CHESAPEAKE, VA. (WAVY) — “I was just like, God, please like, just let me get out of this,” said Myles Whitaker.
Whitaker is a Norfolk State University senior from Virginia Beach.
He remembers every gruesome detail from Nov. 22, 2022. The day six of his colleagues were shot and killed at the Chesapeake Walmart on Sam’s Circle.
“I got to work at like 10 o’clock, the shift is from 10 to 7 so I got to work. So right when we get to work, we have a group meeting,” Whitaker said.
He said around 15 people were in that meeting. They were the overnight stocking crew. A manager was talking to the group, then the gunman walked in.
“He doesn’t say anything. He doesn’t give no warning, basically he just start shooting,” Whitaker said. “He was just like shooting in all different directions. And so yeah, I took like, grabbed the chair. I went under the table and like shielded myself. Kind of like on the floor while he was still shooting. And like people were getting hit.”
The shooter also worked at Walmart and was a supervisor.
“Everybody told me that he was the manager to look out for,” Whitaker said.

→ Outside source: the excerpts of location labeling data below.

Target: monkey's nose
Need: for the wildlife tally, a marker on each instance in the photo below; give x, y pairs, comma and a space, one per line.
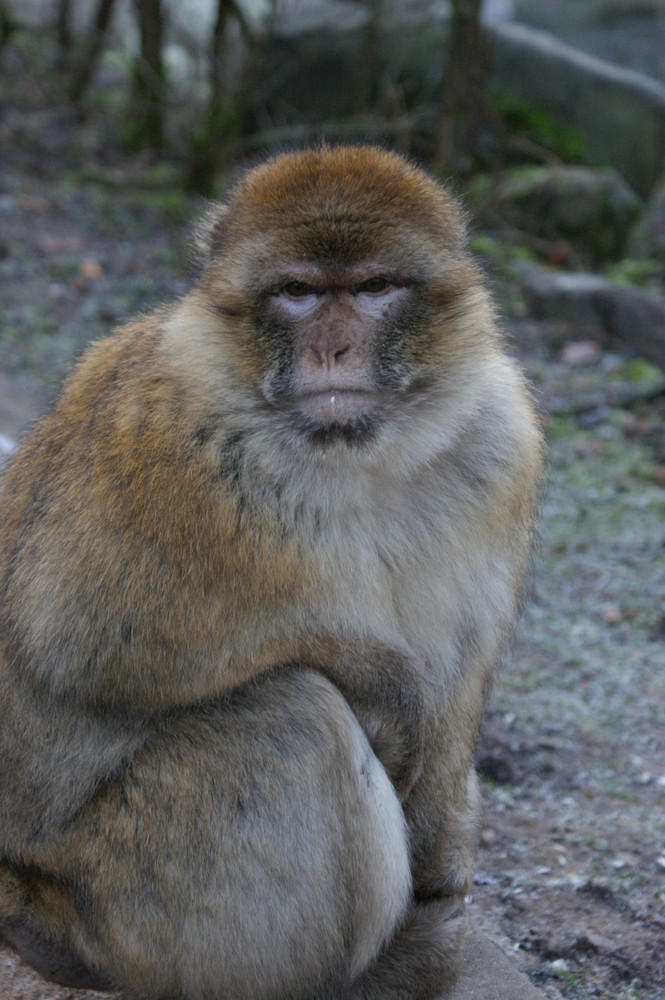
329, 356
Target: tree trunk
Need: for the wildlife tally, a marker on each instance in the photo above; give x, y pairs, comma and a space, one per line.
64, 26
88, 61
464, 92
146, 118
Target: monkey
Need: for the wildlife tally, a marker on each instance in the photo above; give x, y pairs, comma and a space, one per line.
257, 566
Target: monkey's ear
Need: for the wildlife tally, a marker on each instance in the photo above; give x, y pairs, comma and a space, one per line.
210, 235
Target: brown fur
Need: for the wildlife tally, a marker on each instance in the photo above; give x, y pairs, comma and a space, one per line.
284, 517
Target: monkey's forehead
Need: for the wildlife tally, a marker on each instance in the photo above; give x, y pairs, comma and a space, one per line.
347, 190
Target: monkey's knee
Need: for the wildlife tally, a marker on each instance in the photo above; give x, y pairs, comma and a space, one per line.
252, 850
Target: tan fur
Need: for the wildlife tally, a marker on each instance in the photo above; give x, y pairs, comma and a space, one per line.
245, 642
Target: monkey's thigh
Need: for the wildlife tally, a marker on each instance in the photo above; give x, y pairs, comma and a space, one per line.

At the time of the shooting, Whitaker had only worked at Walmart for about a month.
Whitaker said he didn’t think he could escape with the gunman in the room.
“So when he left the room, I was like looking around and I was just like, ‘I can’t stay here’,” Whitaker said.
He described what he remembers hearing.
“All you could hear was of course the gunshots and you heard people moving chairs. People are just trying to get out the way. So all you heard was chairs, rumbling like, tables falling. I didn’t really hear people screaming. I heard people like gasp like, ‘I can’t believe this is happening.'”
Whitaker then ran out from a different door. He could still hear the gunman shooting in the store.
“To get out that room literally had to like step over people’s bodies. It was very graphic, blood everywhere,” he said.
The six people who did not make it out the store were Brian Pendleton, Kellie Pyle, Lorenzo Gamble, Randy Blevins, Tyneka Johnson, and Fernando Chavez-Barron.
“When I went to Brian’s funeral. I thought, ‘this could have been my funeral, you know,'” Whitaker said. “Brian’s funeral, that’s when I realized I was a survivor.”
Whitaker found out after the shooting that Pendleton was a distant relative by marriage. He remembers their last work conversation.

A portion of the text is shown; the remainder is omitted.